Indian Space Research Organisation (ISRO) has said that it is working to ensure that clocks on its Indian Regional Navigation Satellite System (IRNSS) satellites are not affected by the problems that atomic clocks face.
Atomic clocks are highly accurate clocks that measure time in terms of vibrations in certain atoms. The atomic clocks that run on the element rubidium were imported from Europe. Rubidium is a cousin of sodium and pottasium. The firm which supplied the clocks has updated the three atomic clocks in IRNSS-1H, which is scheduled to be launched on August 31 aboard a PSLV rocket. This satellite will replace IRNSS-1A whose atomic clocks have stopped working.
The rubidium atomic clocks were among 27 imported from Europe to provide precise locational accuracy to the NaVIC (Navigation with Indian Constellation) users.
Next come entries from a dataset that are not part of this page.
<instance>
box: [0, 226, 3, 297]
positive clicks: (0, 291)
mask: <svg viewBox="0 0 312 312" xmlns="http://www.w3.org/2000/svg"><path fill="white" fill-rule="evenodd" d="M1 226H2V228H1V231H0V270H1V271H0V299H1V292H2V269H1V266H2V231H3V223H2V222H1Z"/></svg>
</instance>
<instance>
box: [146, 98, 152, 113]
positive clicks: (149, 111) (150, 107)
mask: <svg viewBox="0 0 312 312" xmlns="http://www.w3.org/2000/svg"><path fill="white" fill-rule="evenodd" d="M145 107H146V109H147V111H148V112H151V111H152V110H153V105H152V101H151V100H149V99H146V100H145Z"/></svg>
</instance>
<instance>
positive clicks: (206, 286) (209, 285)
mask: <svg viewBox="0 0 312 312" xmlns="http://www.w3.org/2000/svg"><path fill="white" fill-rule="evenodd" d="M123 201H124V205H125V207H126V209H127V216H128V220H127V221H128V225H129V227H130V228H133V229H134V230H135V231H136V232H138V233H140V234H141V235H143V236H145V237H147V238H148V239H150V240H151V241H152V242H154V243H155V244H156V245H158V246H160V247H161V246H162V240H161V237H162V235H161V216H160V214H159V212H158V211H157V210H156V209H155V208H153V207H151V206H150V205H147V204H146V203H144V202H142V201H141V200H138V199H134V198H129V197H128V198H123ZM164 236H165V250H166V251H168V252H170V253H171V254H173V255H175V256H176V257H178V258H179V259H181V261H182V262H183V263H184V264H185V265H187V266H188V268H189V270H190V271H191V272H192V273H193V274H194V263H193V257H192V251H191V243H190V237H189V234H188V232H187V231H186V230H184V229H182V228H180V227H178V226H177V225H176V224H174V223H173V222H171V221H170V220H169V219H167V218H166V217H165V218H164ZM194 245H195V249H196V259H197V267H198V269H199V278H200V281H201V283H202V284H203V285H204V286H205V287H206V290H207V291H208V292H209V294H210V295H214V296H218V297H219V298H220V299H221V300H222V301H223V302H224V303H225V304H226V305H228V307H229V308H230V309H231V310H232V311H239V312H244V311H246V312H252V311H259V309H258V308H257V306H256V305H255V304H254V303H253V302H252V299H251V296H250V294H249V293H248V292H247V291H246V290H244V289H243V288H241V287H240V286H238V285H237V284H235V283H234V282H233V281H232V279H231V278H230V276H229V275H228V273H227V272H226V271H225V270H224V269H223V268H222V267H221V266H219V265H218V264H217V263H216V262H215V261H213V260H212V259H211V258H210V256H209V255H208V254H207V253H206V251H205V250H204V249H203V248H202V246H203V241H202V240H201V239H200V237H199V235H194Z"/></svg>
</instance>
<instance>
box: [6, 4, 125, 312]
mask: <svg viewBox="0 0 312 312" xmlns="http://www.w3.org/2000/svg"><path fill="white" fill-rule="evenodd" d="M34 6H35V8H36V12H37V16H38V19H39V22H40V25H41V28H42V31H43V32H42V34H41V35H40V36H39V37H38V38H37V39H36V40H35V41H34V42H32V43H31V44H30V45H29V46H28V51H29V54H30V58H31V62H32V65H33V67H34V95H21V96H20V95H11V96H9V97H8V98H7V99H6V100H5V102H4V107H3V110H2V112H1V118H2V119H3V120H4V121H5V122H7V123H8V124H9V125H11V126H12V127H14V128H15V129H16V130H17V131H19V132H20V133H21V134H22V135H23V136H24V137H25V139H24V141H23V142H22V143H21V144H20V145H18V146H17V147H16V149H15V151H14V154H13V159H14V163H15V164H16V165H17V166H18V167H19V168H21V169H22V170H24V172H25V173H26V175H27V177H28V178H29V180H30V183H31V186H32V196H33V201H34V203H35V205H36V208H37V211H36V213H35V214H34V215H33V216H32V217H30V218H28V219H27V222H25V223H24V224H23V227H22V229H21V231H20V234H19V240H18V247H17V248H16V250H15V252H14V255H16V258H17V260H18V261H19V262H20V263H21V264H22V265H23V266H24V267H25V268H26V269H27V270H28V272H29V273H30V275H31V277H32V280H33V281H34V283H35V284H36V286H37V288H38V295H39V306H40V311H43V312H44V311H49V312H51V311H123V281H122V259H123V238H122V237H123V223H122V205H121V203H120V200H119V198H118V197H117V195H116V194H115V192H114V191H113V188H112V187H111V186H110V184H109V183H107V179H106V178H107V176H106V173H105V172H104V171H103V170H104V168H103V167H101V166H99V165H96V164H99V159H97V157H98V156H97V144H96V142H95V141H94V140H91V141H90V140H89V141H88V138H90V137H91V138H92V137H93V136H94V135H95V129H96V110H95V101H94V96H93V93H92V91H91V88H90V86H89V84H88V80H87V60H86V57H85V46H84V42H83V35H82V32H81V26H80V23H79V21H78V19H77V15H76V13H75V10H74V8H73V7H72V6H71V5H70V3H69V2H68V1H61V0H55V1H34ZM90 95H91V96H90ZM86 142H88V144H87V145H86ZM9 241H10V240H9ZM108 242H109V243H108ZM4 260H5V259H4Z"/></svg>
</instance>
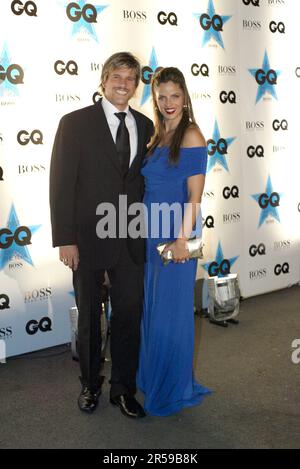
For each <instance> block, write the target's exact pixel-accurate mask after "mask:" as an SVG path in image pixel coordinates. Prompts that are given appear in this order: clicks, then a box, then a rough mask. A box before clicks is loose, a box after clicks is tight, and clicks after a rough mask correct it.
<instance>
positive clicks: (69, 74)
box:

Each of the NaVIC satellites has three atomic clocks. According to sources, the firm had studied anomalies in the clocks along with the Isro team and found some problem with electronics. An improved version of the clock has been developed eliminating the hitch, which will be launched with the IRNSS-1H.
“Except for malfunctioning of the atomic clocks in IRNSS-1A, the other components are functioning perfectly and it is being used for satellite messaging. The failure of atomic clocks had no impact on the overall performance of NaVIC,” a scientist in Shar said. He said similar clocks in the European navigation system, Galileo, had failed in the beginning of this year.
He said a team of scientists in Satellite Application Centre had conducted several ground tests before installing the modified clocks. Isro engineers will be moving the PSLV-C39 with the IRNSS-1H on board to the Second Launch Pad from the Vehicle Assembly Building on Sunday. The mission will be launched after a series of tests at 6.59 pm on August 31, 2017 from Satish Dhwan Space Centre, SHAR, Sriharikota.
Dr K. Sivan, director of Isro’s Vikram Sarabhai Space Centre, Thiruvananthapuram, said every crucial equipment in space applications, be it in the satellite or in the rocket, has a back-up system for redundancy. Speaking to this newspaper, he said Isro instals two and sometimes three computer systems as standby in satellites and rockets, to take over immediately if the original fails.
In case of navigation satellites, he said “every organisation providing navigation system makes it a point to have number of backup satellites for uninterrupted service to the users. Isro has readied two more satellites as per original plan and one among them, IRNSS-1H, is being launched now”. Asked about the snags with the atomic clocks, he said that every country had issues with navigational satellite systems at one time or the other.
He said only one among the three atomic clocks would be put to use at any point of time henceforth in all the NaVIC satellites. According to the senior scientist, firms supplying critical equipment keep track of their functioning and update the technology for future missions. He added that the companies also provide replacement whenever necessary. He expressed confidence in the satisfactory functioning of the improved version of rubidium atomic clocks.